Medical multimodal review

Original link: https://arxiv.org/abs/2307.07362

A medical multi-modal review. I focused on the segmentation and looked at the segmentation. I didn’t have time to look at the rest of the tasks. I took a model summary diagram. If you want to know more about it, go to the above paper.

Dataset summary

Report generation Report generation

Report generation is designed to automatically generate descriptions from EHR and medical images.
It reduces the workload of clinicians and improves the quality of the reports themselves. Since the training process for report generation typically requires medical images and text reports written by clinicians, it can be naturally viewed as a multimodal learning process.

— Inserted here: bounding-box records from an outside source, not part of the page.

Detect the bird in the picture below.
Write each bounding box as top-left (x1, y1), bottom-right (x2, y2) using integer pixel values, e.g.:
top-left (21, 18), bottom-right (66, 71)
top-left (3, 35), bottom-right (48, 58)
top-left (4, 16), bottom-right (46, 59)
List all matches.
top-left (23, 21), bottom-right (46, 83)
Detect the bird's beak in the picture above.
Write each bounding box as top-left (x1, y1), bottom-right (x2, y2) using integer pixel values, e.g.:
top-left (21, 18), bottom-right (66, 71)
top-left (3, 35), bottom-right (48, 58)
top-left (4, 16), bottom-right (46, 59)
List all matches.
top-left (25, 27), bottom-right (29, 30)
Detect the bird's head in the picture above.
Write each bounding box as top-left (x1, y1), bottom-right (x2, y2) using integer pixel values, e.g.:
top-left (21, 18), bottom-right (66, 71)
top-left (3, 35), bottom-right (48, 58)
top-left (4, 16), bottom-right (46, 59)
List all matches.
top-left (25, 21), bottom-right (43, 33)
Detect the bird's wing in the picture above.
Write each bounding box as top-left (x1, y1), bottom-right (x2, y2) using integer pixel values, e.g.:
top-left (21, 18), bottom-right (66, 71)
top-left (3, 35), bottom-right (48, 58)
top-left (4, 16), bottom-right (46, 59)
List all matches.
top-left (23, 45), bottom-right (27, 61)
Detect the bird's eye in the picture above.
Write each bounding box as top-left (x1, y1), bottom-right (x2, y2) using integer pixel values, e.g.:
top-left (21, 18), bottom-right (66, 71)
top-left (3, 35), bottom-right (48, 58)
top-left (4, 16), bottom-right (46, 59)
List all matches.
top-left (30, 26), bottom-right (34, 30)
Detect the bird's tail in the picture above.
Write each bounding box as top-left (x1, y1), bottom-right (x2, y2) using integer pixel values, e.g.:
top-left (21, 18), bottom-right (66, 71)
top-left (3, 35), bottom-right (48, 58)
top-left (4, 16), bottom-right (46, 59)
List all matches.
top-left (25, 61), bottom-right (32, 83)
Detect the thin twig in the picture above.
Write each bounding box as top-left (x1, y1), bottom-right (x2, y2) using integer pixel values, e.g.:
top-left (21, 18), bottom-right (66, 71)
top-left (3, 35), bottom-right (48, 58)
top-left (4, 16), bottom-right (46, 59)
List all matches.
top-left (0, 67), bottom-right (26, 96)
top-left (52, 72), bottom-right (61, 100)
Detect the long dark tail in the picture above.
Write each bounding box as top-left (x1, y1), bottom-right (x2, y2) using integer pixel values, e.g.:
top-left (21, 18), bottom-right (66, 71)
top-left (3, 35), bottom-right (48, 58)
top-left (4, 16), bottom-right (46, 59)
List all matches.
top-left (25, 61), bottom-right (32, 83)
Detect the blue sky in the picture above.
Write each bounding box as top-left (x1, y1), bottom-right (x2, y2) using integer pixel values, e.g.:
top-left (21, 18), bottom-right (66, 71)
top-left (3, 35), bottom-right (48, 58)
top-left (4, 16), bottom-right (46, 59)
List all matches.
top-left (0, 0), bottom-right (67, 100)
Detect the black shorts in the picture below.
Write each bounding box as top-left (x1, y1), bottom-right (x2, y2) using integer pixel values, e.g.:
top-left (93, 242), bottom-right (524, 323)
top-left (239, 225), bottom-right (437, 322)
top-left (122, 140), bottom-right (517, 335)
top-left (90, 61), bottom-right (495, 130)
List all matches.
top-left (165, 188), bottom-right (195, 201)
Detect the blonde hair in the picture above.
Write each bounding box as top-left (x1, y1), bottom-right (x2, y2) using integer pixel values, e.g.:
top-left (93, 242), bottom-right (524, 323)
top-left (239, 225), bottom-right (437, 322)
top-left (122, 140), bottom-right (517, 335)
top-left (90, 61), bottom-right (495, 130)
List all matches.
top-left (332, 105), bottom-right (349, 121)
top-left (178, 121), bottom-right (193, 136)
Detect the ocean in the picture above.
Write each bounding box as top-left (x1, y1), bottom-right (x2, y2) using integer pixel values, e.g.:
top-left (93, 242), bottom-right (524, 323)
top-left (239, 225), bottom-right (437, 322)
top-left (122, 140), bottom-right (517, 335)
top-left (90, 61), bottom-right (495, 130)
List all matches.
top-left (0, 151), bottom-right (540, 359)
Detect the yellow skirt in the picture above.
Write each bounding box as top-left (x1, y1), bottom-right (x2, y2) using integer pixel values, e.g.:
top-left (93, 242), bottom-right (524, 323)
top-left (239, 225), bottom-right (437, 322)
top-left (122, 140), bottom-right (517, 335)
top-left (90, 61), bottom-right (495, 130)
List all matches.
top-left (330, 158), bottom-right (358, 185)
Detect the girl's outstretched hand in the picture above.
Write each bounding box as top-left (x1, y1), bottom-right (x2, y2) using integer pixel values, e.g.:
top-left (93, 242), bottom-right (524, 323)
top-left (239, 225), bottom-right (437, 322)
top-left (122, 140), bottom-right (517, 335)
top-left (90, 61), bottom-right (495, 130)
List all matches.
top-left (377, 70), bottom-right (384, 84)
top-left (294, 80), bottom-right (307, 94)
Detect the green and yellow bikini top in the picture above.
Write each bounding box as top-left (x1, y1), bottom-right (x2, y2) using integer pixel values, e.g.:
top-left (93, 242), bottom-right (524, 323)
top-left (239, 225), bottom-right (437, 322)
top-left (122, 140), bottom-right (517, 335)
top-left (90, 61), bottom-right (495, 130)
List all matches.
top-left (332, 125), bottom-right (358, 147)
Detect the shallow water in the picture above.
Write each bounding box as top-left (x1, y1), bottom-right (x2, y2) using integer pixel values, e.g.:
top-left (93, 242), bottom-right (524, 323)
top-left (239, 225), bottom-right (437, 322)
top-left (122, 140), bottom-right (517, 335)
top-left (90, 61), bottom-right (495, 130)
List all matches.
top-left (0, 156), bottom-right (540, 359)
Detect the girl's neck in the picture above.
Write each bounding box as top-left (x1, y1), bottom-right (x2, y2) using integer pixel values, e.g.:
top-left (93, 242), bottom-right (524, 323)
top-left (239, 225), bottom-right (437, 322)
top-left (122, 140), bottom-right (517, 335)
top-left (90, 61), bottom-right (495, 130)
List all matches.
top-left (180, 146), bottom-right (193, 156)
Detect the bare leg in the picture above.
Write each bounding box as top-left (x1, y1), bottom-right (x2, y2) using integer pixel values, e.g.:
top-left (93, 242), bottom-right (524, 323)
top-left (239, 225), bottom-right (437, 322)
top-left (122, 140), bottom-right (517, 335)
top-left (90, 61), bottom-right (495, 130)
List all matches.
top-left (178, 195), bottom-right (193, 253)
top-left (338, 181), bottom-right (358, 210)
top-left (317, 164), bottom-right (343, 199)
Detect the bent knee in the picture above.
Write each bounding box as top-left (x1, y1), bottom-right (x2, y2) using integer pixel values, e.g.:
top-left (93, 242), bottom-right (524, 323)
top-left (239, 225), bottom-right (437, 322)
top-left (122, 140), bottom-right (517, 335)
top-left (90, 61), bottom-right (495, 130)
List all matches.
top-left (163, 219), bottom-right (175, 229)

1)a CNN encoder and hierarchical LSTM decoder

2)Transformer architecture

3)AlignTransformer

4)self-supervised learning techniques, such as CLIP

5) reward mechanisms improve accuracy

Model summary

 Judgment criteria

1. text quality text quality

Refers to the readability, accuracy and validity of the text.

BLEU [19], METEOR [50], and ROUGE-L [51]

2. medical correctness

AUC, precision, recall, F1, RadCliQ

3. explainability explainability, explainability

 factENT, factENTNLI

Visual question answering Visual question answering

Model summary

Cross-modal retrieval Cross-modal information retrieval

Model summary

 

Diagnostic classification Diagnostic classification

Model summary

Semantic segmentation Semantic segmentation

The effectiveness of image-text contrastive learning, which involves using semantic segmentation to extract visual features that can be juxtaposed with textual features, to facilitate understanding of the relationship between an image and its corresponding textual description (Table 6). Furthermore, local alignment evaluation in contrastive learning is evaluated using semantic segmentation techniques.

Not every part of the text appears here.